|Doesn’t that look nice!|
This recipe works for an 18-25 lb turkey.
28 cups water
1 1/2 cups coarse salt
6 bay leaves
2 tbsp whole black peppercorns
1 tsp mustard seeds
1 tbsp whole coriander seeds
8 garlic cloves
1 large onion, thinly sliced
1 bunch fresh thyme
1 bottle dry white wine (Riesling)
1 cup fresh cranberries (These do not add flavour, they just look pretty. Seriously. Add them.)

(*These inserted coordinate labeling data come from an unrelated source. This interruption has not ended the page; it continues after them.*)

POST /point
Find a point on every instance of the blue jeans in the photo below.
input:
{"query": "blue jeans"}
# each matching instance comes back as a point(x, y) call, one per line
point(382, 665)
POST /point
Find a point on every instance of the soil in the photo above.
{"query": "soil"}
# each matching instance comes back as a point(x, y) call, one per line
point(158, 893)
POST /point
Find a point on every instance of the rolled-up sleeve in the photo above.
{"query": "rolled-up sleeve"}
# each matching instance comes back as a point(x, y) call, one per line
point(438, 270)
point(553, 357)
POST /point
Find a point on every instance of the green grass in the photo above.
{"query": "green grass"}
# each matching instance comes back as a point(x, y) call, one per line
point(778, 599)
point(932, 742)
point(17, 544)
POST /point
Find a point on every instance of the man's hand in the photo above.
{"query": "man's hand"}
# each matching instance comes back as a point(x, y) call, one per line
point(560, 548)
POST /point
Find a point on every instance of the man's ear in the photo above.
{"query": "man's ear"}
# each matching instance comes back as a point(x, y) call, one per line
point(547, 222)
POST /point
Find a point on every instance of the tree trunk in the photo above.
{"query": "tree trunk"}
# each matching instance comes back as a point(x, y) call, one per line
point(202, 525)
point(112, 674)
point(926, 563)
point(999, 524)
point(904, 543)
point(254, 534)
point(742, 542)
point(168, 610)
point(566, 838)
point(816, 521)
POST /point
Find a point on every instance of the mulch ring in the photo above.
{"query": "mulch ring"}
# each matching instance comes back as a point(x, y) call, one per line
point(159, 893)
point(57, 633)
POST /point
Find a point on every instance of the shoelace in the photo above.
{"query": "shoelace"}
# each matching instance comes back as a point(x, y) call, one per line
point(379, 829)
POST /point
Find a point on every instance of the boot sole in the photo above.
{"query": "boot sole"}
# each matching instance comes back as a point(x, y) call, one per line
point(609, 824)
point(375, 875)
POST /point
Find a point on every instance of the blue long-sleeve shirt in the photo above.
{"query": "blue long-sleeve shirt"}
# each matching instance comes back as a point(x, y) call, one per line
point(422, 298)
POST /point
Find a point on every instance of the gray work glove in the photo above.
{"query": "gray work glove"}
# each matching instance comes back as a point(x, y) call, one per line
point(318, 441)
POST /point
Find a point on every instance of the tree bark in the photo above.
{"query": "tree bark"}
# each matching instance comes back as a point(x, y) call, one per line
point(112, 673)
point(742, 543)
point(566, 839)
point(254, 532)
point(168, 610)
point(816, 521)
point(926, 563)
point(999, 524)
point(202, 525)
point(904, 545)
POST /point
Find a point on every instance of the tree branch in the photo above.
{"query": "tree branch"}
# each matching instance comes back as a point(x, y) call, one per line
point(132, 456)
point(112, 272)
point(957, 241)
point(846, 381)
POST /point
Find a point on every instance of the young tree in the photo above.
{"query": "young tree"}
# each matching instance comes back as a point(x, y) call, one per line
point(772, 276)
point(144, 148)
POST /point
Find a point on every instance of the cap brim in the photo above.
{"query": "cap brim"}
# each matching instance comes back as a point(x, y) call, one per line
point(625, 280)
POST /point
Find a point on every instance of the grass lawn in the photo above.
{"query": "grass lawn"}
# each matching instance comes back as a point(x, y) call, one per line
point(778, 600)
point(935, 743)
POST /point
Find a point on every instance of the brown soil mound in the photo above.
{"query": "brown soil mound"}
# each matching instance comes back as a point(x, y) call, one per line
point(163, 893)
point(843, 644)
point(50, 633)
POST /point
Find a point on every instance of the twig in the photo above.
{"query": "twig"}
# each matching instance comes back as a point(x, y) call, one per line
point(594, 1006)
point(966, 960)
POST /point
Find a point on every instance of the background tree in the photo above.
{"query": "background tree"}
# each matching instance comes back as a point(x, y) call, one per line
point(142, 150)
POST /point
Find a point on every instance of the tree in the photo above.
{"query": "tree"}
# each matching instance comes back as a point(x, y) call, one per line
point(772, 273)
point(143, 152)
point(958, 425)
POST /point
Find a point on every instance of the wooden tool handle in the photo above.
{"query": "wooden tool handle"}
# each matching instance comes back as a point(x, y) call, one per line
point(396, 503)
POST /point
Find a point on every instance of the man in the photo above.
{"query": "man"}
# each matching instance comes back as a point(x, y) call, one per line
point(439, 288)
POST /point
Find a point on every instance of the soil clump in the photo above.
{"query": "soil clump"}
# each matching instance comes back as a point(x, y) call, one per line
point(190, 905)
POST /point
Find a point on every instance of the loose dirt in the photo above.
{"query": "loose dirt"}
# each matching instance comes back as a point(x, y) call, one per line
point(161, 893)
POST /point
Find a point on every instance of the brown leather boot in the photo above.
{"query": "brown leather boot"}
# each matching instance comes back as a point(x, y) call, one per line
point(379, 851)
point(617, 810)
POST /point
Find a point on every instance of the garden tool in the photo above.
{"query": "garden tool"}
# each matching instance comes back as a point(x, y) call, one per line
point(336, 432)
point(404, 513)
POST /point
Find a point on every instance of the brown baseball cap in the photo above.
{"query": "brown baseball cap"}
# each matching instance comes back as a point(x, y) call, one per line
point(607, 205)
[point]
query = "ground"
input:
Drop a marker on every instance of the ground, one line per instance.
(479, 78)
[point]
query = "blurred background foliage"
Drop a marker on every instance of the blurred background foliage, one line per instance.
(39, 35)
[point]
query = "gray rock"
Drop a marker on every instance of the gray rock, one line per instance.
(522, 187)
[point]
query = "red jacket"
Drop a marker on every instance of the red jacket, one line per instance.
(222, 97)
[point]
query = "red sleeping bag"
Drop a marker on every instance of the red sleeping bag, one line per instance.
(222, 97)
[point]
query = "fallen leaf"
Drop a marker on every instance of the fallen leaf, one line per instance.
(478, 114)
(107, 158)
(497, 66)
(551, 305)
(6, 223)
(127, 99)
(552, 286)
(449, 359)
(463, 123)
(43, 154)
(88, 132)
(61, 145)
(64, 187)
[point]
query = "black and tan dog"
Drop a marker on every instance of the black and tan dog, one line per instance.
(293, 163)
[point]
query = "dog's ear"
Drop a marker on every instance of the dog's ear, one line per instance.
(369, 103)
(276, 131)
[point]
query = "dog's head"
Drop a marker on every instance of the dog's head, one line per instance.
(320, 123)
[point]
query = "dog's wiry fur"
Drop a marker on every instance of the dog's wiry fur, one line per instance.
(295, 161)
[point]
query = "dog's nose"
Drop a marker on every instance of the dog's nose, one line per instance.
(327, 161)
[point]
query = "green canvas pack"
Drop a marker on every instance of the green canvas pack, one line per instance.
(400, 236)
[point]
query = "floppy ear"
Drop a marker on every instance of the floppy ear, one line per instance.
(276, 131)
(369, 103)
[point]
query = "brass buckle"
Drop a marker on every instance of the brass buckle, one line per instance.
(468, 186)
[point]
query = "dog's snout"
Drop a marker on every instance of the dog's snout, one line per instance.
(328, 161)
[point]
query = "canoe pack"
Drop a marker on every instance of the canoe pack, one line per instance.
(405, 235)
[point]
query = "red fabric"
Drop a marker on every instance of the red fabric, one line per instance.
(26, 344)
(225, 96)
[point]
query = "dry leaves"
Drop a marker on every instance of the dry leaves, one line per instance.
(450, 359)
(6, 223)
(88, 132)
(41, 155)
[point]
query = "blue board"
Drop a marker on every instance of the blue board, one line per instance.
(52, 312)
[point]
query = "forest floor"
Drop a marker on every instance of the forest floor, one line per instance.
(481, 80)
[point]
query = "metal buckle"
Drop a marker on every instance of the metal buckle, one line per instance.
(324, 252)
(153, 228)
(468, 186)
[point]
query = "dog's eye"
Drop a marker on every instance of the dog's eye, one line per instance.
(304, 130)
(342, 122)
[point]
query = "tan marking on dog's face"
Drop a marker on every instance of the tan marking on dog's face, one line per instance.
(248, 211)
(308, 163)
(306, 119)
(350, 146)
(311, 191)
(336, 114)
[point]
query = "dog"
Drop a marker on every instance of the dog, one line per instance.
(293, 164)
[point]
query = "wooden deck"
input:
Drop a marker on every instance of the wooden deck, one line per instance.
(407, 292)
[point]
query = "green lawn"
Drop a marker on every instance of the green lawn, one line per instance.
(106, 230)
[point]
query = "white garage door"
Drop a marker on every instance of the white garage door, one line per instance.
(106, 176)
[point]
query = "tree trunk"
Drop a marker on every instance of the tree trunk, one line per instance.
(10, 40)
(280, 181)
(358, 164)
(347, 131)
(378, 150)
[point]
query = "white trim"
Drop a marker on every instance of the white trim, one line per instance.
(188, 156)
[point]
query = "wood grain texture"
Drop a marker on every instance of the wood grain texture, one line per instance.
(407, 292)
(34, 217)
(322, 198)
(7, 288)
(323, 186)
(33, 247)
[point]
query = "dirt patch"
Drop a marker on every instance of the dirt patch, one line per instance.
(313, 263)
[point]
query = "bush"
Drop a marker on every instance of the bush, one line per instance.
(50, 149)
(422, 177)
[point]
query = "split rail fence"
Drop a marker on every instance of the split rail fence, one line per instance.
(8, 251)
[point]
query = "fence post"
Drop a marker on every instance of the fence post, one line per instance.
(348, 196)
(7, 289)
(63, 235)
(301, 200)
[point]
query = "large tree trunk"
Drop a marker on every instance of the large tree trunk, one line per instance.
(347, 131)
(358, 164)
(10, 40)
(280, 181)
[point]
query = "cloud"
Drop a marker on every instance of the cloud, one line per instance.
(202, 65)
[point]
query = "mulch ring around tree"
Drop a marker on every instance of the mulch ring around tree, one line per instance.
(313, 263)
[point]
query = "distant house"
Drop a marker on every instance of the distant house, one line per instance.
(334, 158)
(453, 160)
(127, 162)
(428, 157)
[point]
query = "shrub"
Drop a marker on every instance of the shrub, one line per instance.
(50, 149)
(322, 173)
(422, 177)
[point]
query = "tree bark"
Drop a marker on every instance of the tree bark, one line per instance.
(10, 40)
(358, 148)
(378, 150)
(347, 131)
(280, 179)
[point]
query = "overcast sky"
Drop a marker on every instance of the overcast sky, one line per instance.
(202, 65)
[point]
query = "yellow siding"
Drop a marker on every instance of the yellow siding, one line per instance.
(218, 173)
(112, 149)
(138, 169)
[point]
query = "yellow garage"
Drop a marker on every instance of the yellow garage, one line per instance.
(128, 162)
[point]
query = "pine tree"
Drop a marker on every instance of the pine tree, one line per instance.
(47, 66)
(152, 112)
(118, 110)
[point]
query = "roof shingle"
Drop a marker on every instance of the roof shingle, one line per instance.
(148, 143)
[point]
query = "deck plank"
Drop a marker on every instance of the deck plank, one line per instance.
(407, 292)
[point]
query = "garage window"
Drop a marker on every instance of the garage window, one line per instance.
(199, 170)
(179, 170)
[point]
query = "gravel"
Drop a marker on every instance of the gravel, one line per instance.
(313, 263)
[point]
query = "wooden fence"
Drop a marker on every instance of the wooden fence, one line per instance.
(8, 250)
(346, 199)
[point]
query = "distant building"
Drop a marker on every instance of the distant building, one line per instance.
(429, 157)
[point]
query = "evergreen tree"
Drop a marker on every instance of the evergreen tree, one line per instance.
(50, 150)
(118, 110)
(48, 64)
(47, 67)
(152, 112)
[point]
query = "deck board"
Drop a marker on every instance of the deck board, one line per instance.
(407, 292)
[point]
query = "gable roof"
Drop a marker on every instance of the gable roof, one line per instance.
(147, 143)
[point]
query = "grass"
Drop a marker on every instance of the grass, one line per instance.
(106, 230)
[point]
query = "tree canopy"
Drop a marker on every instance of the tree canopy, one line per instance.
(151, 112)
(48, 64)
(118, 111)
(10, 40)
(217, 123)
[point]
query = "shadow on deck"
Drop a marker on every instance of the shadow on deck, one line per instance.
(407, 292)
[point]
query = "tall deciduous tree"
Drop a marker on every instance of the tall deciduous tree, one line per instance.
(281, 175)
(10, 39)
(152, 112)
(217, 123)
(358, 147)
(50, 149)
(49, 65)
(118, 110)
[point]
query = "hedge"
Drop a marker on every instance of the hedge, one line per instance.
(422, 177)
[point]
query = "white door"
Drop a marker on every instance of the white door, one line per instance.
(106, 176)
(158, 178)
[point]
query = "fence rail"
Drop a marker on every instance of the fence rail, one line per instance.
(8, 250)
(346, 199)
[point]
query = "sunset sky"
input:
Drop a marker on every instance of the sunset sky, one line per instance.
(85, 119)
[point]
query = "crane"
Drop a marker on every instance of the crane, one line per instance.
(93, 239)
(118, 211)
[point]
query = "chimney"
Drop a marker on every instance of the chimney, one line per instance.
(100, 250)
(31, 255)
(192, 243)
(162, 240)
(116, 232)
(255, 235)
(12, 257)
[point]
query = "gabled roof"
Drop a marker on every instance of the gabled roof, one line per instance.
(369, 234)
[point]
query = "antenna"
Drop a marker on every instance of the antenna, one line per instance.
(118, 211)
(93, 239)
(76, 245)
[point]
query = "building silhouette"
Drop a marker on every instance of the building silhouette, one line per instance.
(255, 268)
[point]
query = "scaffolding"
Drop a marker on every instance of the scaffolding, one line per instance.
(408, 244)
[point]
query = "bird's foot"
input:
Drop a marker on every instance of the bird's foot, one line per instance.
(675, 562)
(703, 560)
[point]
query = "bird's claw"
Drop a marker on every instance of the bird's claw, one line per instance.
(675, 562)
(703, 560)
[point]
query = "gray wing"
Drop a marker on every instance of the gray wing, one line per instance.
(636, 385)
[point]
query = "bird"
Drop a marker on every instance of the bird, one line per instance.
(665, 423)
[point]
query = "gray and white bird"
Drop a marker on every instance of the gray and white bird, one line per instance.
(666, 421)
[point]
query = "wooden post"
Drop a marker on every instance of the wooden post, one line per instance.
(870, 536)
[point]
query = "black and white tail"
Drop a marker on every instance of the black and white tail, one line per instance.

- Rinse your turkey, removing all the innards (neck, giblets…). Pat it dry
- Mix 4 cups of the water with the salt, peppercorns, mustard seeds, bay leaves, and coriander. Bring to a boil, and stir until all the salt has dissolved. Cool.
- Place turkey in a container large enough to hold it, and all the brine. You can use a stock pot, a cooler, a bucket – whatever, as long as it is clean. And as long as you can clean it after you are done!
- Add remaining water (24 cups), wine, garlic, onions, fresh thyme and cranberries.
- Let your turkey soak in the brine for about 12-24 hours. We did 24. Make sure you keep it in the fridge while it is brining.
- You should turn the turkey once during the brining process.